Vous êtes arrivé à Saint-Malo à 22h45

Ligne 4, 19 h 15, Gare de l’Est, vendredi soir du 09 novembre. Rame normalement pleine. Béance minimale entre deux hommes assis sur les trois sièges latéraux. Là, nous sommes trois volailles de batterie que l’inconfort partagé rapproche plus encore. Au prochain arrêt, nous serons trois vielles mamies. Au prochain coup de freins, nous glousserons de régression concertée, c’est certain. Je souris en anticipant les éclats. Mais à gauche-droite-gauche, rien ne suit.

Je lève les yeux. Plus qu’une douzaine de stations coincée dans l’étau. À gauche-droite-gauche, toujours rien.

Tiens, vous.

Un siège se libère devant vous et moi. Qu’attendez-vous pour vous asseoir ? Vous préférez rester debout devant un siège vide. Vous jaugez le siège, me jetez un regard, finissez par vous asseoir. Je commence.

À peu près tout à partir du col. Comme vous êtes grand, je n’ai pas vraiment à baisser les yeux et comme vous semblez l’autoriser, je ne m’en prive pas. Je vous scanne, vous re-scanne. Le cuir du manteau, la doublure, les poches intérieures, les objets qui dépassent des poches intérieures. Je trouve toujours suspect les grands objets qui dépassent des poches intérieures. Vous préférez peut-être les hommes. Vous préférez peut-être les femmes. Vos doigts très longs, carrés, doux, les accrocs du pantalon, les accrocs du sac, tous les accrocs du sac, et vos chaussures. J’ai immédiatement vu vos chaussures parce que ça commence toujours avec les chaussures. Surtout dans le métro, surtout assise.

Mamie de droite sort. Légère torsion du bassin. Étirement sommaire du bras. Liberté partielle regagnée pour quelques arrêts au moins. D’autant que d’autres sièges se libèrent.

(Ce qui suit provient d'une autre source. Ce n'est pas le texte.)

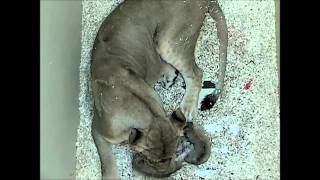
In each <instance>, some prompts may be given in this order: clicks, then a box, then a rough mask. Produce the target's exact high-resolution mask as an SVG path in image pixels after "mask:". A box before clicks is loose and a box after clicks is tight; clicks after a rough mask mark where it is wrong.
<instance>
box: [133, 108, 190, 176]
mask: <svg viewBox="0 0 320 180" xmlns="http://www.w3.org/2000/svg"><path fill="white" fill-rule="evenodd" d="M185 125H186V119H185V118H184V116H183V115H182V113H181V111H180V110H177V111H175V112H174V113H173V114H172V116H170V117H168V119H164V118H157V119H155V120H154V122H153V123H151V125H150V127H149V128H148V129H132V130H131V134H130V136H129V144H130V145H131V147H132V148H133V149H134V150H135V151H137V152H138V153H137V154H136V155H135V156H134V158H133V167H134V168H135V169H136V170H138V171H140V172H143V173H144V174H147V175H151V176H156V177H164V176H168V175H170V174H171V173H173V172H175V171H177V170H178V169H179V168H180V167H181V162H176V161H175V158H176V155H175V154H176V150H177V144H178V139H179V137H180V136H183V128H184V126H185Z"/></svg>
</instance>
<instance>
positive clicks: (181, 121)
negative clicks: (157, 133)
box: [171, 108, 187, 128]
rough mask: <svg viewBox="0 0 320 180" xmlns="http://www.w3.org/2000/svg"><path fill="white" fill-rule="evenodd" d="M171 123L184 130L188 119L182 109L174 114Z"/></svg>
mask: <svg viewBox="0 0 320 180" xmlns="http://www.w3.org/2000/svg"><path fill="white" fill-rule="evenodd" d="M171 122H172V123H173V124H175V125H177V126H178V127H179V128H183V127H184V126H185V125H186V122H187V120H186V117H185V116H184V114H183V113H182V111H181V110H180V108H178V109H177V110H176V111H174V112H173V113H172V115H171Z"/></svg>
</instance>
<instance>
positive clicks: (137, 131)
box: [129, 128, 142, 144]
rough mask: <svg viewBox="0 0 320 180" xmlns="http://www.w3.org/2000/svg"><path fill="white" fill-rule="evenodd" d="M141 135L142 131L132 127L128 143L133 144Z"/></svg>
mask: <svg viewBox="0 0 320 180" xmlns="http://www.w3.org/2000/svg"><path fill="white" fill-rule="evenodd" d="M141 136H142V132H141V131H139V130H138V129H136V128H132V129H131V132H130V135H129V144H135V143H136V142H137V140H138V139H140V138H141Z"/></svg>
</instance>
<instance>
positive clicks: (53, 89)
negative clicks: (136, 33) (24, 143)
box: [40, 0, 82, 179]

Pourquoi vous lever pour vous asseoir à ma droite? La peur du vide ? Mon auscultation oppressante ? Quoiqu’il en soit, vous prenez deux fois trop de place sur la banquette et quelques unes de plus dans mon cerveau. Je ne sais plus quoi faire de mon corps tandis qu’il commence doucement à se déporter vers l’avant. Ma tête hésite. Elle doit faire face à nos reflets, qui m’apparaissent, par sursauts, rigoureusement assortis, parallèles, synchrones. Un message pour moi : un homme que je n’ai pas vu depuis dix mois a pensé me croiser à la gare et m’a manquée de quelques minutes. De votre côté, un appel. Vous arriverez à Saint-Malo à 22 h 45. Votre voix est jeune.

Bien sûr, le week-end. Vous ne vous apprêtiez pas à rentrer chez vous, pas plus qu’à sortir avec des amis que je vous avais déjà inventés, je ne pourrai pas vous suivre, vous sortir un bon mot, passer le reste de la soirée avec vous, peut-être. Ma chaussette droite a glissé le long de ma jambe. À ce moment précis, je suis cette chaussette. Alors que je ne connais toujours pas votre visage, il reste deux stations. Bientôt, Montparnasse. L’expéditeur du message reçu est malouin, je l’ai rejoint sur la plage le premier été où nous nous sommes rencontrés. Je ne crois pas aux coïncidences, mais j’ai une manie tenace qui me fait encore croire aux «signes». Alors vite, il me faut un bon mot sur Saint-Malo. En fait, non. On n’écoute pas les conversations des gens. Vous vous levez, vous êtes un peu rohmerien. Je regarde mon reflet. Bouffie par la fatigue et le rhume, je me trouve vieillie. Je soupire. Je n’ai pas complètement réussi à remonter ma chaussette. Je soupire à nouveau.

Pourquoi vous êtes-vous assis à ma droite ?

Je repense à ces sites où des personnes qui se croisent dans le métro écrivent en imaginant en retrouver d’autres.

J’écris. J’écris alors que vous arrivez en gare de Saint-Malo et que quelqu’un d’autre vous attend.